Wednesday, December 08, 2004

someone far more intelligent than I offers a fitting note of departure for Mike "second-ugliest met to dave weathers" Stanton...


Michael Wolverton, a San Francisco-area computer research scientist who also writes for Baseball Prospectus, an influential statistics think tank, devised a system by which each situation a reliever can enter - bases loaded with one out, man on first with two out, etc. - is converted into the number of runs that typically score. The reliever is then judged by how many runs he allows either above or below average.

Wolverton's statistic, called inherited runs prevented, not only counts the pieces of runs a reliever either saves or allows, but also adjusts for runners he may bequeath to a pitcher who follows him.

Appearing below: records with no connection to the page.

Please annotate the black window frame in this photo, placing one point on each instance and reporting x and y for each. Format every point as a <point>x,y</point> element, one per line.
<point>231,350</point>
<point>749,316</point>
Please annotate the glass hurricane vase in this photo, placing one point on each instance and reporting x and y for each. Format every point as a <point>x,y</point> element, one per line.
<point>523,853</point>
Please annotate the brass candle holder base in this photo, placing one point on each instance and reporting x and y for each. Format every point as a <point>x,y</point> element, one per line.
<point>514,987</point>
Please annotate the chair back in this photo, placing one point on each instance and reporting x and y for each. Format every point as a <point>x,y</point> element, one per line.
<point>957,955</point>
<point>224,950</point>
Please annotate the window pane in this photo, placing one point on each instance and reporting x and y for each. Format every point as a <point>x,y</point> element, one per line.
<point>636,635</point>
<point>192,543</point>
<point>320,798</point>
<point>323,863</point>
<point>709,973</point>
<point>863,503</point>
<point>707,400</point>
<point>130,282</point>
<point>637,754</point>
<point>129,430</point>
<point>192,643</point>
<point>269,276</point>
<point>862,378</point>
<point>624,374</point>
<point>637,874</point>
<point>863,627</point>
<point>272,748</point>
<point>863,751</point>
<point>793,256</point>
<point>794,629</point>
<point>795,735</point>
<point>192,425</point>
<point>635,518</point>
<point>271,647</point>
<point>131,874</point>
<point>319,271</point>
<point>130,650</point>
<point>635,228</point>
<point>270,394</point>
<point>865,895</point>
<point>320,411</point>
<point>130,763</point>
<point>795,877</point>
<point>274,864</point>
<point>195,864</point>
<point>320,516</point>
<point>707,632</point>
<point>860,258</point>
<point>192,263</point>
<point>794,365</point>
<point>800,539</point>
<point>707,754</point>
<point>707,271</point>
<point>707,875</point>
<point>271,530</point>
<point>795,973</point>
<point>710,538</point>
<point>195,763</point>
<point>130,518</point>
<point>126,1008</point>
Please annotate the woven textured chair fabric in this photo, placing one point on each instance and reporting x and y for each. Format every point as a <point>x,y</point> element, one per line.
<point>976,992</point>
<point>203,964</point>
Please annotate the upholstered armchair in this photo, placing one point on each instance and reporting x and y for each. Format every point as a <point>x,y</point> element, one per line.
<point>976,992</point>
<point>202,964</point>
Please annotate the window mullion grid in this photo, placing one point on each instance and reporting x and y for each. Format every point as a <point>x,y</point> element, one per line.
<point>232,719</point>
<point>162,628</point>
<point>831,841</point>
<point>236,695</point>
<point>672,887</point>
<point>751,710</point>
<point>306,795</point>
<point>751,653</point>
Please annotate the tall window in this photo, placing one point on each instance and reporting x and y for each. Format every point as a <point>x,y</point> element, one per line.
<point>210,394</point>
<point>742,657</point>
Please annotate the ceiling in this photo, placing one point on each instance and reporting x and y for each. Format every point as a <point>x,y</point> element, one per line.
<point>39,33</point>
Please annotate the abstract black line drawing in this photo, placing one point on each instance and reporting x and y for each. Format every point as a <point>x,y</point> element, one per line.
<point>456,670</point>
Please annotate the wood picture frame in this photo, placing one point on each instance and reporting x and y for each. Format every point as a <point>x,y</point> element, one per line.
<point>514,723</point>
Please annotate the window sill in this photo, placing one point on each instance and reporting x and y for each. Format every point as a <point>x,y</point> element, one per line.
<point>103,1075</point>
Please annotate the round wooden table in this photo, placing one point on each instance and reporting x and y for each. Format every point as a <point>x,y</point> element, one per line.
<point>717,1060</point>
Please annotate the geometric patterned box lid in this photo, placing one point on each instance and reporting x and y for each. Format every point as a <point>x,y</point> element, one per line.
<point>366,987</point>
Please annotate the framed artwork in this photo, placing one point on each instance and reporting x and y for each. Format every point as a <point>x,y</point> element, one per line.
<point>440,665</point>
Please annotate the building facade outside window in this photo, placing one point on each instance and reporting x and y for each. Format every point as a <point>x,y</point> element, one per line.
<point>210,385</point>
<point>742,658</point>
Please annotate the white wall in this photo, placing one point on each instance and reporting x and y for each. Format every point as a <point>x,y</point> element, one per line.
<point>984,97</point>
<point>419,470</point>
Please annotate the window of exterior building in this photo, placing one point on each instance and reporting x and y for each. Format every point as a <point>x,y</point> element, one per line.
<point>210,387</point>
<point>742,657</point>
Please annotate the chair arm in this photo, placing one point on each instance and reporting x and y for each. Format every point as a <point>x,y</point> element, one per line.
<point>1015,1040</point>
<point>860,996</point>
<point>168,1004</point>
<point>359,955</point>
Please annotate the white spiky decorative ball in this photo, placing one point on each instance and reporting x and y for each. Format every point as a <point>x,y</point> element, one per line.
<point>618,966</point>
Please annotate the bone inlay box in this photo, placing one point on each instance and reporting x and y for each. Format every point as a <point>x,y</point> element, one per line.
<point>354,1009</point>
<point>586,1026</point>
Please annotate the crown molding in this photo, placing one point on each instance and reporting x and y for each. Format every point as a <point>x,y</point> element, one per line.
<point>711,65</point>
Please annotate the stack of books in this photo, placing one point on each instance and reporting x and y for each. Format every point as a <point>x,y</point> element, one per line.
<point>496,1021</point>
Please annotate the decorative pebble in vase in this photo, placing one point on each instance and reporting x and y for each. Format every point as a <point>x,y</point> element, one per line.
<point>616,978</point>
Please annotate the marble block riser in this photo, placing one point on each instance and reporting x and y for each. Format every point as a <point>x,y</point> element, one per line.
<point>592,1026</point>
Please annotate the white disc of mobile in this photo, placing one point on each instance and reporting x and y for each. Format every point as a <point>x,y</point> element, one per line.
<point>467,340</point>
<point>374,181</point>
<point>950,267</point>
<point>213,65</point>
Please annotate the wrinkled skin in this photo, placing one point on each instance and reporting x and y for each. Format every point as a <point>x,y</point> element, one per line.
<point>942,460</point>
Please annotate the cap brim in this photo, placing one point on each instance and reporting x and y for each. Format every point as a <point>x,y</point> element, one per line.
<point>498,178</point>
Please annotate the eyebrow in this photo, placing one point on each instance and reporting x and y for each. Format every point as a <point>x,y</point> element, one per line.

The Royals' Nate Field, despite his rather pedestrian 3.77 E.R.A., is the 2004 leader in Inherited Runs Prevented with 8.0 total runs saved. On Tuesday, Field entered a game with none out and the bases loaded, and got three straight outs to save Kansas City 1.92 runs.

Inherited runs prevented also shows just how disastrous the Mets' Mike Stanton has been in 2004. Though Stanton, a veteran left-hander, had a 3.75 E.R.A., he did not save any runs but in fact cost his team 6.3 runs, third worst in the majors.